During a public hearing earlier this month, New York State Department of Financial Services superintendent Maria Vullo expressed concerns that CVS, which had to borrow $40 billion to fund the proposed $69 billion acquisition, could raise insurance premiums for millions of residents.

(Related: Dear Connecticut: CVS Can’t Afford Aetna. Sincerely, New York)

“New York Insurance Law provides that I, as the superintendent, shall disapprove an acquisition if I determine that such action is reasonably necessary to protect the interests of the people of this state,” Vullo said, according to a written version of the statement she made at the hearing.

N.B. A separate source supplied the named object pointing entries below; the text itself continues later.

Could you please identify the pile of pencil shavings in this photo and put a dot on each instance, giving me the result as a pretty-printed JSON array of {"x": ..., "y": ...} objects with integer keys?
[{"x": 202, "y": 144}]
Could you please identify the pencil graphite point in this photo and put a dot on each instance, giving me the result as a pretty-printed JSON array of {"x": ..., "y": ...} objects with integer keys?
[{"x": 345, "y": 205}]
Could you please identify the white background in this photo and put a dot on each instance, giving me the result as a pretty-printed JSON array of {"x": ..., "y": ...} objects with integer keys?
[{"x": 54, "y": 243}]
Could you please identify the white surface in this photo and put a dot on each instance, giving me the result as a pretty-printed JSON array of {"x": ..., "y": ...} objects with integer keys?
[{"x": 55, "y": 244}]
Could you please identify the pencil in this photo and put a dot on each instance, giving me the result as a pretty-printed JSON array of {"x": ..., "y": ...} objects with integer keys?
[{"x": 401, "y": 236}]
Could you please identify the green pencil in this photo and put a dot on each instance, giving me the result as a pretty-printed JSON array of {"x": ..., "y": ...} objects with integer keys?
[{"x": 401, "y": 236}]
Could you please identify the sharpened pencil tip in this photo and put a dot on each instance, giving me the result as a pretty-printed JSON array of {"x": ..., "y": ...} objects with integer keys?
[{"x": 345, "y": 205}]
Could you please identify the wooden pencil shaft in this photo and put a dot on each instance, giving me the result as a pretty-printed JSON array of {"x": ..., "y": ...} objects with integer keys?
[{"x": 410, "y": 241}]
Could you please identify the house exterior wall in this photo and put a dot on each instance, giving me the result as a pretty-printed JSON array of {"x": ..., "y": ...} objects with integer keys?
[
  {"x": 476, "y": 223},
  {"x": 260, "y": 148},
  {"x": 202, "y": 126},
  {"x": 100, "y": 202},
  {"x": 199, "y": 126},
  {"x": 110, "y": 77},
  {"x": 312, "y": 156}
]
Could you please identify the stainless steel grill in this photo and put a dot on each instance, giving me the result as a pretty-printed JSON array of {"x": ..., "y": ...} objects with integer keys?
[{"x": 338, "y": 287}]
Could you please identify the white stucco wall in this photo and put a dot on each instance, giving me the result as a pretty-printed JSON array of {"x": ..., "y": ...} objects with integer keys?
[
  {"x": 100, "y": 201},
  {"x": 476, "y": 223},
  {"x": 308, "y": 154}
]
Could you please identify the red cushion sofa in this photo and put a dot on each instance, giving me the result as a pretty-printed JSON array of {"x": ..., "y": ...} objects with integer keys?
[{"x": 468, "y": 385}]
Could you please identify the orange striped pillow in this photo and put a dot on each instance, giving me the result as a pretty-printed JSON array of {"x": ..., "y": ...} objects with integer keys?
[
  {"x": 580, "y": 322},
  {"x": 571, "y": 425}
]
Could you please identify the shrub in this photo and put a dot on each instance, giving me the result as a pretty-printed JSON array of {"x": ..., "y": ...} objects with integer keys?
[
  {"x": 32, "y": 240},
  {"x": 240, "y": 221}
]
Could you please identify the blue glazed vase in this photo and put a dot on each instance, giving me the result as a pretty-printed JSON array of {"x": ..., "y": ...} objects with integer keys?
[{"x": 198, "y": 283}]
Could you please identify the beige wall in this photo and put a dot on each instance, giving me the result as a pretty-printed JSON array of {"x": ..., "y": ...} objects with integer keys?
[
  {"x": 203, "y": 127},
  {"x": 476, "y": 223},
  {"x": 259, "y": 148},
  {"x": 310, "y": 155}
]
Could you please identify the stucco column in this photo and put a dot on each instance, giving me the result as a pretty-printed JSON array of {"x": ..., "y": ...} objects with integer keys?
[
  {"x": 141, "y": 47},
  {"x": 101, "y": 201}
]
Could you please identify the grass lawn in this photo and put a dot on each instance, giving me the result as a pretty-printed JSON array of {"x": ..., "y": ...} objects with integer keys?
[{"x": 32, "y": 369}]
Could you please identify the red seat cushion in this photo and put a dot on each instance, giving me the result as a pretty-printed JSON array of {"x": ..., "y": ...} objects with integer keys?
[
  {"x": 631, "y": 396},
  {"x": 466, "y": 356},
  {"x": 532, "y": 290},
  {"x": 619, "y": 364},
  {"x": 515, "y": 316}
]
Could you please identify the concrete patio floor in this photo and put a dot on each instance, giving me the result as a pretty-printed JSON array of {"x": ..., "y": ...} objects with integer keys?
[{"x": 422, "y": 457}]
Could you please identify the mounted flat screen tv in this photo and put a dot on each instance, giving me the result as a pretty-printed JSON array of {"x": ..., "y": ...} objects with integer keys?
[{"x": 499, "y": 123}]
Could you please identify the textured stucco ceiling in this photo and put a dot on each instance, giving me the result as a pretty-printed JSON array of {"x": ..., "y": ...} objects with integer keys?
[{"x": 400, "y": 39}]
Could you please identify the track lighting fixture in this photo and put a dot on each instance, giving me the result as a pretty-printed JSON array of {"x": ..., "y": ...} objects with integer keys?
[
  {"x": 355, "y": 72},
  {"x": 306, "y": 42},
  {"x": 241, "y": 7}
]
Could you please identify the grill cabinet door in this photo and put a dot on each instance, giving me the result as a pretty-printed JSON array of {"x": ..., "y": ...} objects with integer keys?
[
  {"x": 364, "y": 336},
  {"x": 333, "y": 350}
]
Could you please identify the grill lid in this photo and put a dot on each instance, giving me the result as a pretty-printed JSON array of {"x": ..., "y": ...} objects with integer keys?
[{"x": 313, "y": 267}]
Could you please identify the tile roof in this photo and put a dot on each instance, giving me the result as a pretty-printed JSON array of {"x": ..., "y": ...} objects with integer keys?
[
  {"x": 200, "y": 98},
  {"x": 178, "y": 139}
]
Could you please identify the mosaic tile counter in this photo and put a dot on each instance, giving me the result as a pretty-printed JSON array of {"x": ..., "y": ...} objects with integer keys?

Despite an August plea from California to block the deal, the U.S. Department of Justice announced earlier this month that it will approve the Woonsocket, Rhode Island-based retail pharmacy giant’s purchase of Hartford, Connecticut-based Aetna, assuming the latter divests its Medicare Part D prescription drug plan for businesses and individuals. Connecticut regulators also approved the deal earlier this month, but New York remains wary and the only apparent roadblock to the merger.

While each state has the authority to investigate and ultimately reject such deals, the extent to which they do so varies, Zollo said. For example, it’s not surprising, he added, that California, Connecticut and New York—all of which have “massive amounts of commerce and a history of significant M&As—want to analyze these types of deals as they relate to their states and their populations.”

In addition to her concern about potential premium rate increases, Vullo also expressed worry about increased pharmaceutical costs; data privacy issues; community support; and CVS’s ability to do business statewide, “in a manner that serves New York’s communities fairly and equitably, including those communities most in need of access to affordable health care services.”

She added that statutory factors for the agency to consider when making its determination include the financial condition of both parties, the source of funds for the acquisition, whether it is likely to harm or prejudice stakeholders and whether the acquisition will harm competition.

“There’s a whole list of factors, but if you really step back and look at these state reviews, the decision and analysis really come under a public policy perspective,” Zollo said. “What those agencies are saying is, ‘Does this merger increase competition, decrease it or keep it neutral, and how does that [determination] impact the typical consumer that uses the product or services that the combined company will offer? How does this affect the citizens of our state in terms of jobs, prices, competition?’”

Andre Barlow, an antitrust lawyer at Washington, D.C.’s Doyle, Barlow & Mazard, agreed that while an outright rejection of the deal is improbable, “it is more likely that the New York Department of Financial Services will negotiate some conditions that would remedy any concerns and allow the deal to proceed.”  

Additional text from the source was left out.